Single by Fedez, Achille Lauro and Orietta Berti

from the album Disumano
- Released: 11 June 2021
- Genre: Pop; twist;
- Length: 2:55
- Label: Warner; Sony;
- Songwriters: Federico Lucia; Lauro De Marinis; Paolo Antonacci; Jacopo D'Amico; Davide Simonetta;
- Producer: Davide Simonetta;

Fedez singles chronology
| "Chiamami per nome" (2021) | "Mille" (2021) | "Meglio del cinema" (2021) |

Achille Lauro singles chronology
| "Marilù" (2021) | "Mille" (2021) | "Latte+" (2021) |

Orietta Berti singles chronology
| "Lupin" (2021) | "Mille" (2021) | "Luna piena" (2021) |

= Mille (song) =

"Mille" is a song by Italian singers Fedez, Achille Lauro and Orietta Berti. It was released by Warner Music Italy and Sony Music on 11 June 2021 as the fourth single from Fedez's sixth studio album Disumano.
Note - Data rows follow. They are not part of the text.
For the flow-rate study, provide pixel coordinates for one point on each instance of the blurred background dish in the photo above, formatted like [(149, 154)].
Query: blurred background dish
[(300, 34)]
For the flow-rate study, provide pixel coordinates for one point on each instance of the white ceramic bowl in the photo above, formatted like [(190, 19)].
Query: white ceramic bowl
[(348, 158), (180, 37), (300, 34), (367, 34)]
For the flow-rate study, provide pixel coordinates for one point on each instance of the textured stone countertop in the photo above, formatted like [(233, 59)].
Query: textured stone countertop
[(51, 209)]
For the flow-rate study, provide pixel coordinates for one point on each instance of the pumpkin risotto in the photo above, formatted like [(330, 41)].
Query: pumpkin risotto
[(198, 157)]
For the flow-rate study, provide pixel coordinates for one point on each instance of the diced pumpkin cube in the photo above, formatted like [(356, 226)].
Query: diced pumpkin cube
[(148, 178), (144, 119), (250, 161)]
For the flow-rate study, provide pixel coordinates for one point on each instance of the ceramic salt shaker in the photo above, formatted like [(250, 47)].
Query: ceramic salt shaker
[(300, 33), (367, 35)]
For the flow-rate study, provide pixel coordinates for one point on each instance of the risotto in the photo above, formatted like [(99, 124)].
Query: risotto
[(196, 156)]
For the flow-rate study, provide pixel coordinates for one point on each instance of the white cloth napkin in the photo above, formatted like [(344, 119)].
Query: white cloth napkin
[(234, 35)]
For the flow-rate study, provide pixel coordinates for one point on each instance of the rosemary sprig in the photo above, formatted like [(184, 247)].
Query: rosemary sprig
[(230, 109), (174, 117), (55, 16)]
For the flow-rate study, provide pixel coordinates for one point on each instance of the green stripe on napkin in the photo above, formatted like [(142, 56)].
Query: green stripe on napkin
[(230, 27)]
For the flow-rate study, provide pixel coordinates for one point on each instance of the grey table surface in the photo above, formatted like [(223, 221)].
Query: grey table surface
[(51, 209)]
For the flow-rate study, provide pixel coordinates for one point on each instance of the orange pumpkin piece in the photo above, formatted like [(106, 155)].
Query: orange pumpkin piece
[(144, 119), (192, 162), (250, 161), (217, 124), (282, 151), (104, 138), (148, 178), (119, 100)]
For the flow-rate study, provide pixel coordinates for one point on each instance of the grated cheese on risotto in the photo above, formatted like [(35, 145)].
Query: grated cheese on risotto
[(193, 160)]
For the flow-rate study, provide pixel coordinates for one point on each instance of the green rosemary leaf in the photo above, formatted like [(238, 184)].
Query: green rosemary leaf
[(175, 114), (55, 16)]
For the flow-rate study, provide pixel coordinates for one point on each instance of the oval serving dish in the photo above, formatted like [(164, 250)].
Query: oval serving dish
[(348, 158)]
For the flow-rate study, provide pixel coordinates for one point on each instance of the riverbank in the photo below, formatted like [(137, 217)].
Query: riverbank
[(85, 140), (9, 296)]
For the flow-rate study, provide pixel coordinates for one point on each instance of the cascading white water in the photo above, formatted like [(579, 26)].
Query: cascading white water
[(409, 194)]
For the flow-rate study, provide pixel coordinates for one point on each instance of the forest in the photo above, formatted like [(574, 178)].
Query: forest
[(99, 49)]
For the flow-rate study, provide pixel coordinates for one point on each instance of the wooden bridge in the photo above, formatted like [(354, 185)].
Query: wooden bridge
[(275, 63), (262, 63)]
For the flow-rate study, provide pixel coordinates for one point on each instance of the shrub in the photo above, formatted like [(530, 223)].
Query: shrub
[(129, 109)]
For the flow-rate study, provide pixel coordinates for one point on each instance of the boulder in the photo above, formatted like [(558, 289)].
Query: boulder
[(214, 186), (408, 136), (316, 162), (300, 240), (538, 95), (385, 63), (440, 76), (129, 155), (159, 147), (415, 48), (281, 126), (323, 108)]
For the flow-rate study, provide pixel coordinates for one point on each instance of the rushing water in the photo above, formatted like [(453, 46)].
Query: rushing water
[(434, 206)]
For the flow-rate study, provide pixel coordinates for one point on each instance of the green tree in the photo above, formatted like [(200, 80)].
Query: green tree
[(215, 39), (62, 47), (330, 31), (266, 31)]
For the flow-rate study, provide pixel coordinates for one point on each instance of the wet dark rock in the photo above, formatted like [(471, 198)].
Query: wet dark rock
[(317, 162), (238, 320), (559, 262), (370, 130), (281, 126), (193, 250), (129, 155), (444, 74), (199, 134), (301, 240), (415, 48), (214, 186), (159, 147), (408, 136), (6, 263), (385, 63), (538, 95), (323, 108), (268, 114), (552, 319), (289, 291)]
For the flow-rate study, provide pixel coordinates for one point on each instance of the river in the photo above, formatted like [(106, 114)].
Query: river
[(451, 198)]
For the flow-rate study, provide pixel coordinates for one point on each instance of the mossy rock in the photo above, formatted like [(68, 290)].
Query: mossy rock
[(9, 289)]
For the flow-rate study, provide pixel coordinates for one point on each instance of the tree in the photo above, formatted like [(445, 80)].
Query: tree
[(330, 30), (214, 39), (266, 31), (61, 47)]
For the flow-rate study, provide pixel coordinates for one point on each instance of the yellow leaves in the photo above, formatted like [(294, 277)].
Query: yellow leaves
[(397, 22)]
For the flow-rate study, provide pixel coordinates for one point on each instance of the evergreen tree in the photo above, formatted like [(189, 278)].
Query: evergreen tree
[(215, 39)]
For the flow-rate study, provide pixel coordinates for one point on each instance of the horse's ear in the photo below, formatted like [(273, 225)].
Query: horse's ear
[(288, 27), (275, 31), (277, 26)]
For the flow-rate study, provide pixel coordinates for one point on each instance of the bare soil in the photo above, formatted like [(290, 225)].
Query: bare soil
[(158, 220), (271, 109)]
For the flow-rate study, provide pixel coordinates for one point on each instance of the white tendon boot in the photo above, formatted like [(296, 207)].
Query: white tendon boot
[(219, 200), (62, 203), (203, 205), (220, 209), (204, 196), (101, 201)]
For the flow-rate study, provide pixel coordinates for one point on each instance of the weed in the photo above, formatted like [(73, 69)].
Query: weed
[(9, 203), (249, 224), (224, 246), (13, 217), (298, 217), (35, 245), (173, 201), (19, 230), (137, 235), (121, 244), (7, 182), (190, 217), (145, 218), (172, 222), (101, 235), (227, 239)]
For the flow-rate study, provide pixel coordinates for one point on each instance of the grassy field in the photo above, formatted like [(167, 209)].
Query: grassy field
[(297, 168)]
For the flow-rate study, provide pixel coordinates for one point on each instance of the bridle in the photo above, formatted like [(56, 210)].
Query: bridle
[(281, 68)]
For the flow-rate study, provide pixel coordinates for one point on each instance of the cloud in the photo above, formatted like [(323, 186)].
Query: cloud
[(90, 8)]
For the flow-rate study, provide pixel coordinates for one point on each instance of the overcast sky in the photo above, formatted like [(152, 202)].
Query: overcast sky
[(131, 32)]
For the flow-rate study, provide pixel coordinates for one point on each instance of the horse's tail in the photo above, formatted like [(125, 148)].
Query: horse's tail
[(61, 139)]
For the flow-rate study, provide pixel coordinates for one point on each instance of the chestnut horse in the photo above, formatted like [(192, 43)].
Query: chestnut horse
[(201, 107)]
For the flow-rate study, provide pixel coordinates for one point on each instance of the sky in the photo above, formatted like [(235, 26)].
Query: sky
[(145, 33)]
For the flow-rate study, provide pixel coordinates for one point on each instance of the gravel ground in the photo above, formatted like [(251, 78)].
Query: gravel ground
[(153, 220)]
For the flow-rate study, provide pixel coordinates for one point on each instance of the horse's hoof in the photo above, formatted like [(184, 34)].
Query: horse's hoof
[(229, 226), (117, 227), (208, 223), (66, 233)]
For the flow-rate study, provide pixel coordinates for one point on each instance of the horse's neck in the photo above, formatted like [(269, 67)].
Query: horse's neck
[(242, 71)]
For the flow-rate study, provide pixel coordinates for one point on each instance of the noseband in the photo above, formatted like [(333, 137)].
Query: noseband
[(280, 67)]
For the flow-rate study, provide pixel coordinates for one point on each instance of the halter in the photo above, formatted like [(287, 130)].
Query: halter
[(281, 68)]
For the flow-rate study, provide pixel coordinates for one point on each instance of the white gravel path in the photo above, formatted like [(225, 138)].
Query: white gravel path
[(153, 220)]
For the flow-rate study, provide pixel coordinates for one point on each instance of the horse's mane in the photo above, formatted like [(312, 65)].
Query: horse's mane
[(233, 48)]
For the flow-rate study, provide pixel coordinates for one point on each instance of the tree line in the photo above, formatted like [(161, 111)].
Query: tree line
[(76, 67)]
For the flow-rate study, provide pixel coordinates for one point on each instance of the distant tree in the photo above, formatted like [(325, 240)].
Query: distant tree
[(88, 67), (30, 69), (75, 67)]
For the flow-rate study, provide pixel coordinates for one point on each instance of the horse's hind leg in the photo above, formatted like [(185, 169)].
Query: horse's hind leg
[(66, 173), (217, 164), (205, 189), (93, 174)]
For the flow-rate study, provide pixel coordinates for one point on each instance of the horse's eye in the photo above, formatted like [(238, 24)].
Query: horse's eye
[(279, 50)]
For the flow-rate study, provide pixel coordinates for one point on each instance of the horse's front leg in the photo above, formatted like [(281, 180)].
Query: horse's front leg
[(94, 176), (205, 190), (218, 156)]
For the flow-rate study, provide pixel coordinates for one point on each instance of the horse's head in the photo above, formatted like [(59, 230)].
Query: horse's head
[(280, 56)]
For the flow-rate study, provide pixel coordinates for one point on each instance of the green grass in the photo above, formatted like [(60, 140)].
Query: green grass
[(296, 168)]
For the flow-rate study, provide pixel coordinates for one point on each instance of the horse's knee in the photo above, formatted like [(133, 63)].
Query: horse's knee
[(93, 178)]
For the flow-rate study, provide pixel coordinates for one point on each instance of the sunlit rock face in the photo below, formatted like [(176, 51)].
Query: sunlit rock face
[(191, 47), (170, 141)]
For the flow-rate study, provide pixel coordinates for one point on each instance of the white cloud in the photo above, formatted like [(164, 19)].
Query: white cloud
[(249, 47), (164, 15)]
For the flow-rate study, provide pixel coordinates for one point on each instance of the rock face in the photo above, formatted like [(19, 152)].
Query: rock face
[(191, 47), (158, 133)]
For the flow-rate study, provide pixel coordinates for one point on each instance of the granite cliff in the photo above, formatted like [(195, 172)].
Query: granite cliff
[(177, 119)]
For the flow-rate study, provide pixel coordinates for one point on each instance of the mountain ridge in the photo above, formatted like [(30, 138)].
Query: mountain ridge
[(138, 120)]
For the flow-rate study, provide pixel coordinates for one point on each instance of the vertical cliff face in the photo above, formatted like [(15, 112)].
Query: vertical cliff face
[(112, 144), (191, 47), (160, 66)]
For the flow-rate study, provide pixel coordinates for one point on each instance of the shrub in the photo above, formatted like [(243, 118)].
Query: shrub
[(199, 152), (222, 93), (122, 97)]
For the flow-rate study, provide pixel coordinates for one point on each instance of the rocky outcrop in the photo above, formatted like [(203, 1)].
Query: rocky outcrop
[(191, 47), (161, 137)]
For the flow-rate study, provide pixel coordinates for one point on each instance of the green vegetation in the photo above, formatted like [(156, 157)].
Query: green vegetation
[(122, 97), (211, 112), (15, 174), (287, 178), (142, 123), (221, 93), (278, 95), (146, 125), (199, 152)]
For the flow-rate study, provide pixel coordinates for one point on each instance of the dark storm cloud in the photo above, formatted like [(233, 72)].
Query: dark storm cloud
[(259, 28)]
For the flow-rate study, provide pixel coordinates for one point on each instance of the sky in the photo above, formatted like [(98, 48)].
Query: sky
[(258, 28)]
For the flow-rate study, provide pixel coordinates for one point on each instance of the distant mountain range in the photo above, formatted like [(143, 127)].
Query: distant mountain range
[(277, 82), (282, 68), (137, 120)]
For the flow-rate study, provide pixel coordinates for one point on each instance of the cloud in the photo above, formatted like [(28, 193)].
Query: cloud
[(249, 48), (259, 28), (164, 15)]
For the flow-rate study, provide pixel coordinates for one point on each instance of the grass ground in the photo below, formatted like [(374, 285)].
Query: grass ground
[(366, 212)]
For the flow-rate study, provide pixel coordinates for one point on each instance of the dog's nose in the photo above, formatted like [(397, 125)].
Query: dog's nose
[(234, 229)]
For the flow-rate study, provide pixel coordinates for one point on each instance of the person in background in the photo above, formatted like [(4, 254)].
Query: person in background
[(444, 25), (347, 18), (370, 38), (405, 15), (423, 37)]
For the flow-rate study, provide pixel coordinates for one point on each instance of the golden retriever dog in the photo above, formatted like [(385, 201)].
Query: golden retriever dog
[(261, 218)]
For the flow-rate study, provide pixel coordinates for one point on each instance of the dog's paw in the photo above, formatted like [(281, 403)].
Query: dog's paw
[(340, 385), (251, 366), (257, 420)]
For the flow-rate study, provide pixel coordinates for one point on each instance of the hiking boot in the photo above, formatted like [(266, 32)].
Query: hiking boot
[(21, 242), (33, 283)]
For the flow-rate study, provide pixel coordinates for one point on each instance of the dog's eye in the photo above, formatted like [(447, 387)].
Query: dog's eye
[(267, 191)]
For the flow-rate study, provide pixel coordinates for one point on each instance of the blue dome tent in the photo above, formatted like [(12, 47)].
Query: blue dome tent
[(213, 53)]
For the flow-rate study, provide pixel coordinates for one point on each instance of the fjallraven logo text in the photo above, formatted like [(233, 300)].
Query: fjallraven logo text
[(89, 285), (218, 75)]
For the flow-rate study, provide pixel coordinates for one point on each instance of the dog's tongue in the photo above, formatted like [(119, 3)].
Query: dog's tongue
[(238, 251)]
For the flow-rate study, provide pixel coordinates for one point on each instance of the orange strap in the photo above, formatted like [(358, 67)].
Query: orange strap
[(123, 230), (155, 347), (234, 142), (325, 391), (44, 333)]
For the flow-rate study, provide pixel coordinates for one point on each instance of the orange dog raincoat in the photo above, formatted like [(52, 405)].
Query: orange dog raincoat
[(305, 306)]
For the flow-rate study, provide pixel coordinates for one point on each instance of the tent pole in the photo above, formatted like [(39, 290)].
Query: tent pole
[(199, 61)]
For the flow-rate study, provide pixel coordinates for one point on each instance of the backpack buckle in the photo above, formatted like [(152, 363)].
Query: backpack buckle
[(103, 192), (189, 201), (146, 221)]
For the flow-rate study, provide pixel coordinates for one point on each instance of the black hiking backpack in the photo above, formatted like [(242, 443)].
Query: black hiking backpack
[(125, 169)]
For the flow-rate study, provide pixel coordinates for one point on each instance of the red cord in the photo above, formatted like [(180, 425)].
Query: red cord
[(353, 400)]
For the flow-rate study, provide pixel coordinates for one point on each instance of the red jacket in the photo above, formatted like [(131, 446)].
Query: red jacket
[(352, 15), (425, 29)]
It was written by Fedez, Achille Lauro, Davide Simonetta, Paolo Antonacci, and Dargen D'Amico, and produced by Simonetta. "Mille" peaked at number one on the Italian FIMI Singles Chart and was certified platinum in Italy two weeks after its release.

==Background==
The song was born following a collaboration decided by the three artists during the Sanremo Music Festival 2021 and was announced by the three artists through an Instagram live on the evening of 12 June 2021. Fedez revealed in an interview that he had originally planned for Annalisa to sing in the chorus, but she wasn't able to take part, and the song was passed to Berti. The cover of the single, created by Francesco Vezzoli, shows the three artists in the form of nymphs covered with flowers, created from the painting Le tre Grazie by Émile Vernon. The song has an official choreography, which was published by Fedez on his Instagram profile.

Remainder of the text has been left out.